Who would’ve thought that the daughter of a musician in the 19th Century would grow up to be the most influential woman in British dentistry.
Lilian Lindsay, born in Holloway, London in 1871, was the third of eleven children, educated at Camden School for Girls before winning a scholarship to the North London Collegiate School. Her headmistress told her she was "destined to be a teacher of the deaf and dumb." Lilian refused: "You cannot prevent me from being a dentist." She lost her scholarship and left in 1889.
She applied to dental schools across England, but was rejected at every turn - the Royal College of Surgeons refused women outright, and the National Dental Hospital interviewed her on the pavement outside rather than let her in. Ironically, it was that same dean who pointed her towards Edinburgh Dental School, where Scotland's more progressive attitude to women in education opened the door England had slammed shut.

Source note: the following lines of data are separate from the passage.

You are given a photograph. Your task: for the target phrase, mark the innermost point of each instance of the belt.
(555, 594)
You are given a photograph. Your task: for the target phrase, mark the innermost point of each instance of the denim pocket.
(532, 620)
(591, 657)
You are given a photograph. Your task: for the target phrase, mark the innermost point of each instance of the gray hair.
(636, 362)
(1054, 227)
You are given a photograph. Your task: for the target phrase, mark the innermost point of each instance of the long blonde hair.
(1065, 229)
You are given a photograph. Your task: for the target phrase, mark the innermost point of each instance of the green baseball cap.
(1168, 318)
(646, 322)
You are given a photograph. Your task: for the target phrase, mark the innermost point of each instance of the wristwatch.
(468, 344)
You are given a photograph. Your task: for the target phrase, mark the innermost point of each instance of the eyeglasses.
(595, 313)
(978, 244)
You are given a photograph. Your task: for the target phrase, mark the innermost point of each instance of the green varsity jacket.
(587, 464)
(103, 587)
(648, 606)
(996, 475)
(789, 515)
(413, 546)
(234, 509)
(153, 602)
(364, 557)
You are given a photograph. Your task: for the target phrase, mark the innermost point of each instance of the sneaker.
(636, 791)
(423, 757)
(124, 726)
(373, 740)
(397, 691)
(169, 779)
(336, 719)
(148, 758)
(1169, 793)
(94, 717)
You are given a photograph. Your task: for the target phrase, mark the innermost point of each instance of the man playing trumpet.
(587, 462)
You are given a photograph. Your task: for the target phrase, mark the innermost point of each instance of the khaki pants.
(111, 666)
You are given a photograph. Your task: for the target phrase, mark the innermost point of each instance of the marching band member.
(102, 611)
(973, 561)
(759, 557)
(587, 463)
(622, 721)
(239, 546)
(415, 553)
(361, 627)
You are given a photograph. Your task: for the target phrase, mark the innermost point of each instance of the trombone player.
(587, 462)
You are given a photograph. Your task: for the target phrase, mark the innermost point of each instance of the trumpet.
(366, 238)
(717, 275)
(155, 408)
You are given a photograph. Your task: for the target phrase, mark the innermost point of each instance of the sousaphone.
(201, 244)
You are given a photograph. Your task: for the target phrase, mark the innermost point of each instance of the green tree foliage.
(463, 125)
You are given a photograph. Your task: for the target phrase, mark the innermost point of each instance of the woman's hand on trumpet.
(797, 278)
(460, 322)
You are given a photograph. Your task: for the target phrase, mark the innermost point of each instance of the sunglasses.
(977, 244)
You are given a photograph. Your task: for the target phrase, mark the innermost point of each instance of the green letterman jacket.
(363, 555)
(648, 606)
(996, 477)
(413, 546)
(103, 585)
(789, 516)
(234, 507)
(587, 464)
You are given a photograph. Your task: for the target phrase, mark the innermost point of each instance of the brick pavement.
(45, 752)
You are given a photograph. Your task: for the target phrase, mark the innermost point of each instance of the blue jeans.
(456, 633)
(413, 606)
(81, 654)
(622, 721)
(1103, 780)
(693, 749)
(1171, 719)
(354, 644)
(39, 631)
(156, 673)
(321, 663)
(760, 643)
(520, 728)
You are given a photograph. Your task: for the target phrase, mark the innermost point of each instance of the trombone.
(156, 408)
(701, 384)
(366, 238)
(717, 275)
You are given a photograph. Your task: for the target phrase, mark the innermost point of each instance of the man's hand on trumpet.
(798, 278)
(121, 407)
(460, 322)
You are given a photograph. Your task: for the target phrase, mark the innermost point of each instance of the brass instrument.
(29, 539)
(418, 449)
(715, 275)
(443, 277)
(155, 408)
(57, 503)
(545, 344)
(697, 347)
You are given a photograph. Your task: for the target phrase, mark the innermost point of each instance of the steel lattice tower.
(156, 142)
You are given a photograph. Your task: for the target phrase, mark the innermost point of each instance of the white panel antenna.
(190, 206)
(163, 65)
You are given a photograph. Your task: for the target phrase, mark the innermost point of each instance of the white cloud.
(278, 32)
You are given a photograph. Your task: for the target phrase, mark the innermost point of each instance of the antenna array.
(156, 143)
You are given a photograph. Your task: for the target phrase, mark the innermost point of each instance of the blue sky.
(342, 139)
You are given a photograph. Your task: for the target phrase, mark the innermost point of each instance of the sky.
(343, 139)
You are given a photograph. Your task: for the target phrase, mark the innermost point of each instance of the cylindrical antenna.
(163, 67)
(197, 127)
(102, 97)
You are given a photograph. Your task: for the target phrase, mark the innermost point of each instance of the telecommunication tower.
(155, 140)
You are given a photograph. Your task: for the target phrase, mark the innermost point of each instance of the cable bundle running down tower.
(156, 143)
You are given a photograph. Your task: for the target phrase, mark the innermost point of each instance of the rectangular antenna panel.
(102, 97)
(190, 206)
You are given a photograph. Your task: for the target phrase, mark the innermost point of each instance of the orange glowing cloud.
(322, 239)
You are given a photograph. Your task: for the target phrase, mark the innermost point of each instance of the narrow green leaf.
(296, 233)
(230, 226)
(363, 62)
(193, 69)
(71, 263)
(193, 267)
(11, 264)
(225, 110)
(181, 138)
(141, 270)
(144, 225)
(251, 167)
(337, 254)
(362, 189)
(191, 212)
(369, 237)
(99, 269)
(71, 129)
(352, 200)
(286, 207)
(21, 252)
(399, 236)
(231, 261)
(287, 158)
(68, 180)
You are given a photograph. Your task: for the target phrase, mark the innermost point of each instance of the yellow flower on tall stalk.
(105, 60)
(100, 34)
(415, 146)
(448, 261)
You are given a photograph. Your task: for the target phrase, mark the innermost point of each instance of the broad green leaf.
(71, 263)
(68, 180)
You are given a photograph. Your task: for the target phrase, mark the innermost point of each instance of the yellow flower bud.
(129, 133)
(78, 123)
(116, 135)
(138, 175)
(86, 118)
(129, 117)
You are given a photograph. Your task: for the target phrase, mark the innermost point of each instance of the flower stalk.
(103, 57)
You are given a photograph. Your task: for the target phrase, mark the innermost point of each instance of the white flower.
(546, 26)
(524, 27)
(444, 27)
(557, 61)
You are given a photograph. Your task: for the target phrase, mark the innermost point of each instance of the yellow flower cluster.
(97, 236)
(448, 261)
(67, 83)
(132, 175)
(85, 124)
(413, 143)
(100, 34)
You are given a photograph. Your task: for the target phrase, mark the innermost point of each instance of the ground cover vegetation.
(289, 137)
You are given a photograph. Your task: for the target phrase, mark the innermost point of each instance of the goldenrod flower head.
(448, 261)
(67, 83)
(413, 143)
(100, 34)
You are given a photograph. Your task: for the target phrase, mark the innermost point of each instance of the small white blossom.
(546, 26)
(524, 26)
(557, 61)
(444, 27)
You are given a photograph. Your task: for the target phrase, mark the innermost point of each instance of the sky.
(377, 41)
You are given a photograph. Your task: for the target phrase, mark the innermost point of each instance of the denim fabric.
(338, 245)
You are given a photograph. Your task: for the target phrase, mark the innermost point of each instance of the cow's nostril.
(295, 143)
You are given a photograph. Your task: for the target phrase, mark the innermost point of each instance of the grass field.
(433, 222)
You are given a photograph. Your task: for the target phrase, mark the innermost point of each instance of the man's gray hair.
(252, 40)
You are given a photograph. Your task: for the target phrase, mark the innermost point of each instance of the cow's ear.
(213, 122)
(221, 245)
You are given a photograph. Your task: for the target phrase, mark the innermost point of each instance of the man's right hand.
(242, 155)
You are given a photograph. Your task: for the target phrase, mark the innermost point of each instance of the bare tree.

After applying to Edinburgh Dental School, Lilian was finally accepted and able to study her passion, but even once she got to Edinburgh, many staff were displeased with a woman joining their ranks.
Despite these setbacks, she excelled in her studies and graduated with honours in 1895 as the first woman to qualify as a dentist in the UK, winning the Wilson medal for dental surgery and pathology, and the medal for materia medica and therapeutics along the way.
After her graduation, she was welcomed into the British Dental Association as ‘the first lady member’ in 1895. Astonishingly, it would be another 17 years before the first female graduate of an English dental school would join her, coming from the same university that turned Lilian away.
She began her busy dental practice not far from the house in which she grew up in, working there for the decade it took her to repay her student loans.
In 1905, she married Robert Lindsay, a man she had met on her very first day at dental school a decade earlier. She moved back to Edinburgh and practiced with him until 1920, when Robert was appointed secretary to the British Dental Association. They moved into a flat above the BDA headquarters, with Lilian becoming honorary librarian to the BDA, growing its collection from 350 works to over 10,000 volumes, learning French, German, Latin and Spanish in order to do so.
In 1923, women made up only 2% of registered dentists in the UK. Lilian herself went on to become the first female President of the British Dental Association in 1946, a position no other woman would hold for another 47 years - and was awarded a CBE the same year. Today, more than half of UK dental students are female, a transformation she helped make possible.
Her story is one of relentless perseverance, a woman who lost her scholarship for refusing to back down, was interviewed on a pavement because she wasn't allowed inside, and still ended up shaping the very institution that once turned her away.